Never before in the nearly 140 year history of the paper have its journalists been protected by a union — something of a surprise to those unfamiliar with local history. Los Angeles is thought of as a progressive bastion by folks who assume that the city’s leadership reflects the open-minded and liberal sentiments of your average Angeleno, rather than being dominated by opportunistic shitbirds.

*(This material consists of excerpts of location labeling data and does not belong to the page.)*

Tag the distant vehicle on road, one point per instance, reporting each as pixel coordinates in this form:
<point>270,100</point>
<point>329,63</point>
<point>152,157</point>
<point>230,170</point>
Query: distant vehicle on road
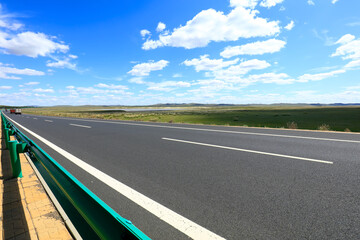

The Los Angeles Times was for most of its history a deeply conservative institution, reflecting the elitist and regressive politics of Otis, who took control of the Times a year after its founding. The paper was Otis’s weapon of choice in a decades-long struggle to completely stamp out the unions in Los Angeles and undermine organized labor throughout the state. The anti-worker ideology that he peddled was so virulent that in 1910 the paper’s offices were the target of a dynamite attack by angry union members. Today’s union win will, one hopes, bury the old right-wing Times once and for all.

a black and white photo of clean up workers standing around the debris of The Times building explosion

 

less dynamite involved in the union drive this time

The victory is a rare bright spot in a Los Angeles media landscape that has been pretty much rolling from one catastrophe to the next for the past year — and, notably, it’s a victory against the rich slobs who are responsible for those catastrophes. LAist was shuttered at the whim of an anti-labor billionaire; LA Weekly was bought by wealthy Orange County Trumpists and purged of its entire writing staff by decommissioned muppet Brian Calle; Calle’s previous home, hedge-fund-owned Southern California News Group, got rid of 65 newsroom staffers last summer and has announced plans to cut even more.

The crisis in LA media is entirely manmade. We remain an economic and cultural powerhouse, and our need for information continues to grow. Local journalism — a newspaper, an alt-weekly, a local website (hi!) — creates a sense of community and expands the scope of our awareness as part of this big dirty city. We’ll only maintain that if we stand up to the boardroom billionaires who see those institutions as just another row of numbers to loot.

Bravo to the LA Times Guild for bloodying their noses.